Suggestions raised at the grower meeting include:

• Financial support, including relief from bills, loan repayment relief, support packages for people wanting to or being forced to exit the industry;

• Financial support to pick to ground or pause vineyards for one to two vintages until conditions improve;

• Introducing licence conditions for growers (similar to the fishing industry) to preserve the industry’s values, standards and quality of grapes;

• Re-establish a floor price for grapes, and financially supplement any difference between the market price and a floor price;

• Introduce a moratorium on new vineyard plantings, and more oversight on corporate plantings, including ensuring any vineyard reductions were required first by corporates before family businesses;

• Financial support for growers to transition varietals;

• Altering regional planning zoning rules to release blocks for residential use;

• Hosting another meeting with government decision-makers; and

• Marketing and business coaching support.

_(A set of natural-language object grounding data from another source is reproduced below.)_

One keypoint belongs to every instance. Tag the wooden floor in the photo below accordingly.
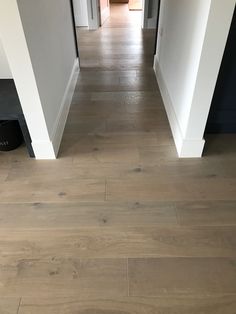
(118, 224)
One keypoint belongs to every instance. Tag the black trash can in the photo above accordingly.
(10, 135)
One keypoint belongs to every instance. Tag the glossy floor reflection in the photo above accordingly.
(118, 224)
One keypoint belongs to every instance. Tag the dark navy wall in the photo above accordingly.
(222, 117)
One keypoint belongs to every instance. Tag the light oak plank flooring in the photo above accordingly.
(118, 224)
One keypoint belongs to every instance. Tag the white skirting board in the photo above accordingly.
(49, 149)
(186, 148)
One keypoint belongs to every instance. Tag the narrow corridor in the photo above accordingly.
(118, 224)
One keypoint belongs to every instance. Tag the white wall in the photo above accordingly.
(81, 12)
(149, 13)
(191, 41)
(39, 43)
(5, 72)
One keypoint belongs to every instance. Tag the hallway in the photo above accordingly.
(118, 224)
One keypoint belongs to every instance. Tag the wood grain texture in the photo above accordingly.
(118, 224)
(131, 305)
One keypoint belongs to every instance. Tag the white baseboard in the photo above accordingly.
(186, 148)
(48, 149)
(43, 150)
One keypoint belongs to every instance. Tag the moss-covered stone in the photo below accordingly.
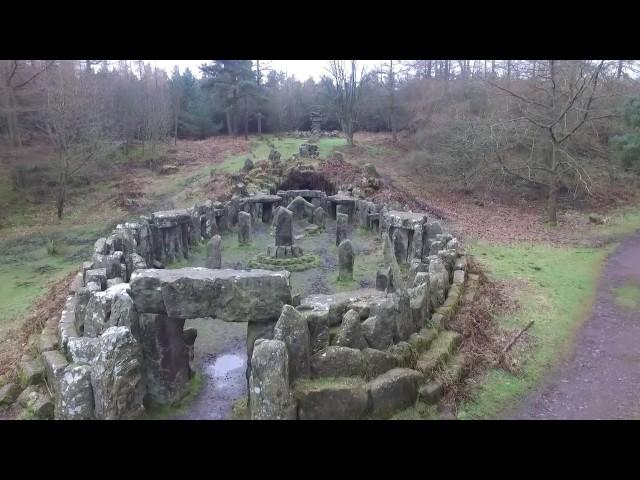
(332, 399)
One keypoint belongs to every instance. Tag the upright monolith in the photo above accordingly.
(244, 228)
(345, 261)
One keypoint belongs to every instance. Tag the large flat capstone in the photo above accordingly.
(408, 220)
(230, 295)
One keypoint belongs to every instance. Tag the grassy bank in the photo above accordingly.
(554, 287)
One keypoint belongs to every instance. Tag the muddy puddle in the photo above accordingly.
(220, 348)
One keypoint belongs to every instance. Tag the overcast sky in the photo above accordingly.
(302, 69)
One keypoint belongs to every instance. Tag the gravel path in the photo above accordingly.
(601, 379)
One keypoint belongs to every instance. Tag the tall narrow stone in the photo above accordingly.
(345, 261)
(284, 227)
(293, 330)
(269, 394)
(244, 228)
(215, 252)
(341, 227)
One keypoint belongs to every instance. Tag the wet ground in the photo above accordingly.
(220, 348)
(601, 379)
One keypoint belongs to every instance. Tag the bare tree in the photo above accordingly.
(346, 83)
(558, 103)
(72, 120)
(16, 76)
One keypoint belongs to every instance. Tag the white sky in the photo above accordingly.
(302, 69)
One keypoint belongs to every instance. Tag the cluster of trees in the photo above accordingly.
(544, 123)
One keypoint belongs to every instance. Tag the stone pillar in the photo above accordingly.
(244, 228)
(345, 261)
(269, 393)
(342, 221)
(214, 259)
(284, 227)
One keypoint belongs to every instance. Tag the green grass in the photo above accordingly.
(260, 148)
(557, 292)
(628, 296)
(622, 221)
(27, 270)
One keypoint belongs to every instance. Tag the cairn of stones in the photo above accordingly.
(307, 150)
(120, 346)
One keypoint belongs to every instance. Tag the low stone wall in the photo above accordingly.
(120, 344)
(361, 354)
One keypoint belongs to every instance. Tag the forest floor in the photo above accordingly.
(552, 276)
(550, 273)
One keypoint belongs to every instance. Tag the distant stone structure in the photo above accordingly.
(215, 254)
(316, 122)
(244, 228)
(120, 343)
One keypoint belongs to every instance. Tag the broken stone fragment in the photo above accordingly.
(394, 390)
(8, 394)
(75, 398)
(336, 361)
(338, 399)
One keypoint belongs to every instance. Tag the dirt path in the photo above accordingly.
(601, 379)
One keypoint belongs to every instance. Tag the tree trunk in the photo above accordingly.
(620, 62)
(228, 118)
(246, 118)
(175, 130)
(392, 99)
(62, 191)
(552, 199)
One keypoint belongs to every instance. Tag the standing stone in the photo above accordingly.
(300, 208)
(244, 228)
(400, 240)
(215, 252)
(345, 261)
(284, 227)
(341, 227)
(319, 217)
(165, 358)
(269, 394)
(116, 376)
(350, 333)
(75, 399)
(383, 279)
(292, 329)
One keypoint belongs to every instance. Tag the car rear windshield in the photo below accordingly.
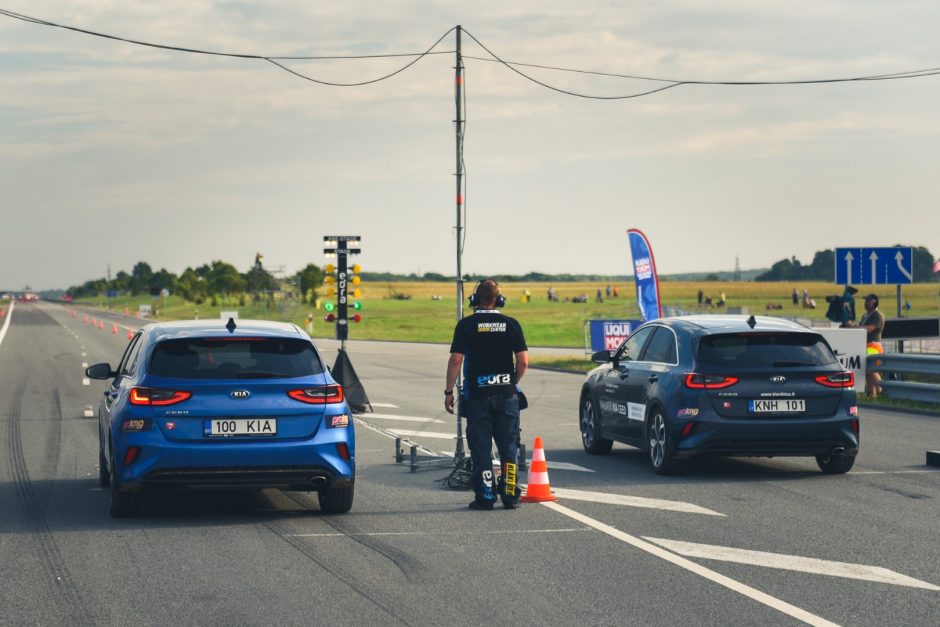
(234, 358)
(763, 350)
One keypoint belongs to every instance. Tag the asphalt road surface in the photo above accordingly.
(730, 542)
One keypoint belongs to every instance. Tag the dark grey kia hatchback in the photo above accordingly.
(722, 385)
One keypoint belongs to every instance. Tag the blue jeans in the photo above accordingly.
(491, 418)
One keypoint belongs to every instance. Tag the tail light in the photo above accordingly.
(837, 380)
(320, 395)
(697, 381)
(146, 396)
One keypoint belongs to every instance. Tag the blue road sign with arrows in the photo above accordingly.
(874, 266)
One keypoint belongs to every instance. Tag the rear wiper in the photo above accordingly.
(260, 374)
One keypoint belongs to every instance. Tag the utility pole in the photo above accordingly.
(459, 127)
(459, 454)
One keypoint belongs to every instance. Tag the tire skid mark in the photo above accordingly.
(309, 552)
(68, 599)
(410, 567)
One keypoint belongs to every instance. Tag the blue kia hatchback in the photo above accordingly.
(209, 404)
(722, 385)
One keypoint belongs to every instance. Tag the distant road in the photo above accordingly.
(766, 541)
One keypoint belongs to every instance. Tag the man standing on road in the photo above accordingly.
(485, 344)
(874, 323)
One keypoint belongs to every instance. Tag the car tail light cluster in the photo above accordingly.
(320, 395)
(837, 380)
(697, 381)
(147, 396)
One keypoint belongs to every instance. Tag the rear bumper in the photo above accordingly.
(797, 437)
(289, 465)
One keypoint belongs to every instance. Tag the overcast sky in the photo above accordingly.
(115, 153)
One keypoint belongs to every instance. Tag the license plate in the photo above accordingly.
(221, 427)
(777, 406)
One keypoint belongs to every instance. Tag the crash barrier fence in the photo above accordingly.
(896, 367)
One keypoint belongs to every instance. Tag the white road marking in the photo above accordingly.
(567, 466)
(633, 501)
(402, 418)
(423, 434)
(792, 562)
(6, 322)
(891, 472)
(435, 533)
(731, 584)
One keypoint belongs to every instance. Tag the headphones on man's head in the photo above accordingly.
(475, 301)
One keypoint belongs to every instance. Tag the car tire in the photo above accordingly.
(123, 504)
(335, 500)
(104, 475)
(835, 465)
(590, 425)
(659, 444)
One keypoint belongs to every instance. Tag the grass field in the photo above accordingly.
(430, 313)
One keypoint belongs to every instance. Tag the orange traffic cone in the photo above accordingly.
(538, 489)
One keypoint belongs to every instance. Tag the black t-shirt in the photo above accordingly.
(488, 340)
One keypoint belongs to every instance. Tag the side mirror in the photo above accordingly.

“Our growers need immediate crisis support, and we will be putting their suggestions to our local councils, the State Government and the Federal Government, and we are hoping our industry partners will support our calls to help save the nation’s largest grapegrowing region,” Ms Rowe says.

“It’s not just our growers – as a viable and strong industry in our region, we create jobs for grape pickers, winemakers, wineries and local hospitality venues, transport providers, local retailers and more.

“The flow-on effects if our growers can’t run profitable businesses are significant and far-reaching.”

The results of last night’s forum at Barmera, once circulated and feedback sought among growers, will be put to the three tiers of government and circulated to industry groups in the coming days.

Riverland Wine represents the more than 930 winegrape growers and more than 30 wineries in the region.

It is the partnership between the Riverland Winegrape Growers Association (RWGA) and the Riverland Wine Industry Development Council (RWIDC).

The Riverland is world-renowned as the most adaptable wine region, producing exceptional wine experiences that consumers increasingly demand.